Upside Down
She’s turning me around and round, singsong lemme me touch you down there or I won’t be your friend. I was small and fragile like the antique vases in her parent’s living room, the ones we could lookbutdon’ttouch. We blew kisses into the emptiness and whispered little girl prayers, tugging our pigtails loose and popping pink bubblegum. We twirled and stomped bare feet, transformed into mermaids and unicorns, swearing to never return to our human selves. Shhh, she sang, her hands two sleepy birds cradling me, you don’t want to be a little girl forever.
Fire Woman
Lord, have mercy, come on and shake it, so I do, his eyes on my body, a fifteen-year-old body I’m still zipping up every day like a costume, trying to make it fit. Hands pull-push while bloated raindrops plop against the patio glass door. My cat Sheba is meowing to be let inside, a tiny black paw swatting the glass and wiping rain aside, shaking fur, wild eyes locking on mine. He has me pinned, wire-bristle beard scalding my skin. A week ago, Sheba dropped a still-struggling bird on my lap. I screamed and yelled while she skit-scat out the door but now she’s back and I can’t move. Her mouth open-shuts while a siren churns and wails, a stack of storm clouds layering the sky.
Jenny, I Read
Something you said about rock and roll, about life and death, words glued in my mind.
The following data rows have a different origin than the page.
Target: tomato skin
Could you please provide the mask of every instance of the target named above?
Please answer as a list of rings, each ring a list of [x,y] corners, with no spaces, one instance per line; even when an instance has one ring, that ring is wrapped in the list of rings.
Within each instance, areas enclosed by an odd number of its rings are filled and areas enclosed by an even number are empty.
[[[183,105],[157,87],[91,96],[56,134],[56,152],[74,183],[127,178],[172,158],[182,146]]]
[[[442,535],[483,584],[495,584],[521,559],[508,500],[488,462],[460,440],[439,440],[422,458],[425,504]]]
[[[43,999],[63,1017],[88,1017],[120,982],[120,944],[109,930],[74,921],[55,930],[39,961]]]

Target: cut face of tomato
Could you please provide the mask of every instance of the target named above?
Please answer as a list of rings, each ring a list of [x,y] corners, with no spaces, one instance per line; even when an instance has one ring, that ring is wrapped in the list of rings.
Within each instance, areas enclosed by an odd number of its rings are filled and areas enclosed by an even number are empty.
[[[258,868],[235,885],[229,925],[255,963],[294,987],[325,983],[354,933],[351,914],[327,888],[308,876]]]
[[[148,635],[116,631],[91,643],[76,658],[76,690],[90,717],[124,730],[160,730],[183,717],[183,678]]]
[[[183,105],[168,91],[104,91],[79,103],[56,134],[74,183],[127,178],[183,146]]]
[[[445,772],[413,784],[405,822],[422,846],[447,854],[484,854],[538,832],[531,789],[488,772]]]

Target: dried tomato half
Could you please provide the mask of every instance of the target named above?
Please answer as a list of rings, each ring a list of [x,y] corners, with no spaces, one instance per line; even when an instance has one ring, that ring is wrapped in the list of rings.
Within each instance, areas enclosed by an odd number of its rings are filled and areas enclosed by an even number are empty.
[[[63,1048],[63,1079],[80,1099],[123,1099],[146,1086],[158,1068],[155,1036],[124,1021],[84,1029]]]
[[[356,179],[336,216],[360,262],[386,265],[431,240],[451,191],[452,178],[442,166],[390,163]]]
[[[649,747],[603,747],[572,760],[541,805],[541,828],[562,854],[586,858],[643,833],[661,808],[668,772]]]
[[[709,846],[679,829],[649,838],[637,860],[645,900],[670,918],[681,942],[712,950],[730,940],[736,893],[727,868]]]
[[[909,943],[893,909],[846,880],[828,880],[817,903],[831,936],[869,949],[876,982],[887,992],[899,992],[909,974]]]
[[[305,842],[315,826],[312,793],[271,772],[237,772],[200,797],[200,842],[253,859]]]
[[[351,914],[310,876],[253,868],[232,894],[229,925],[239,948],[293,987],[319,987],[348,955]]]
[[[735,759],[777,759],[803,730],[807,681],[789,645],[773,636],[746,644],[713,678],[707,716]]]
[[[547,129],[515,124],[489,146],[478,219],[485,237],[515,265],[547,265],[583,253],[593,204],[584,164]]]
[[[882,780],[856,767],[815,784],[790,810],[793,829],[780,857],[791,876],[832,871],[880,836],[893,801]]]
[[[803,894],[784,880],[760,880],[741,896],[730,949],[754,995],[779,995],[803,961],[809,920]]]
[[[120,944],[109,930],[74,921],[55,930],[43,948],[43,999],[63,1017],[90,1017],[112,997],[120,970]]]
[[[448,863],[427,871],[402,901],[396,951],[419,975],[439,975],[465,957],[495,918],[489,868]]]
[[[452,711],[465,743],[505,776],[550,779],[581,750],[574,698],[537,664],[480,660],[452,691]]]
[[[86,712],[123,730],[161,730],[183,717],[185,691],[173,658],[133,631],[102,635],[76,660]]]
So I huff but don’t puff, I drag hard and pass to the left (not the right) and the smoke cloud sits heavy on my chest like my older brother when I was ten, poking at me, calling me bratface. Our skin twitches, we need more, and it’s already been bed time and wake time for two weeks now. I watch an orange sun fall and a red sun bounce from outside the apartment window while a man sits cross-legged on the couch and whispers I can see the red tail lights heading for Spain. My best friend’s in the kitchen with the refrigerator door open, laughing and poking at something wrapped in plastic. Last year, a freshman at our school went missing. She’s my ex’s sister and she isn’t known to run the streets. I see her staring at me from the back bedroom, her eyes small and white. Maddie, Maddie? She’s nodding and curling her fingers. When I follow her into the burning bedroom I understand why the sun shifts from orange to red to orange.